Online and print directories of internet resources—often called “yellow pages” or “hotlists”—were popular among early web users in the 1990s. Since 2021, I have been collecting and digitizing “Internet directory” books—print reference books from the late 1990s and early 2000s that list web page URLs sorted into hierarchical categories with descriptions written by human curators. I initially focused on Chinese and English directories but later expanded my scope to include Japanese, Korean, Russian, and Spanish directories as well. Although most URLs in these books are no longer accessible, they provide researchers with a valuable corpus of historical URLs in various languages.

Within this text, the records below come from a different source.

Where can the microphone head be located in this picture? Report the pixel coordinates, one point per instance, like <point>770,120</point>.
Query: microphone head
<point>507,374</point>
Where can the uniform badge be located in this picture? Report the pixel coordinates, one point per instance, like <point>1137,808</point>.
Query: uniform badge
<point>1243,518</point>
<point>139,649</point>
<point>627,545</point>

Internet directory books, especially those in non-English languages, are valuable because they feature a large number of URLs in diverse topics and cater to specific language audiences. Their physical format makes them better sources of historical URLs than born-digital compilations like Yahoo (partially archived by the Wayback Machine with snapshots from different times) and open-source directories like dmoz (which actively pruned inaccessible URLs). The print format of these books - rightly criticized by users around that time for being inflexible and unable to cater to rapid changes on the web - happens to make the books great records of URLs that were accessible around the date of publication that appealed to audiences in different languages.
I am digitizing these books to create an aggregated database of historical URLs from the late 1990s to early 2000s. For each unique URL, I collect archived snapshot timestamps from the Wayback Machine, the number of its appearances across all books in my collection, and the title and description from each appearance. I am currently developing a web interface that allows users to query the contents of my collection and access these URLs through web archives.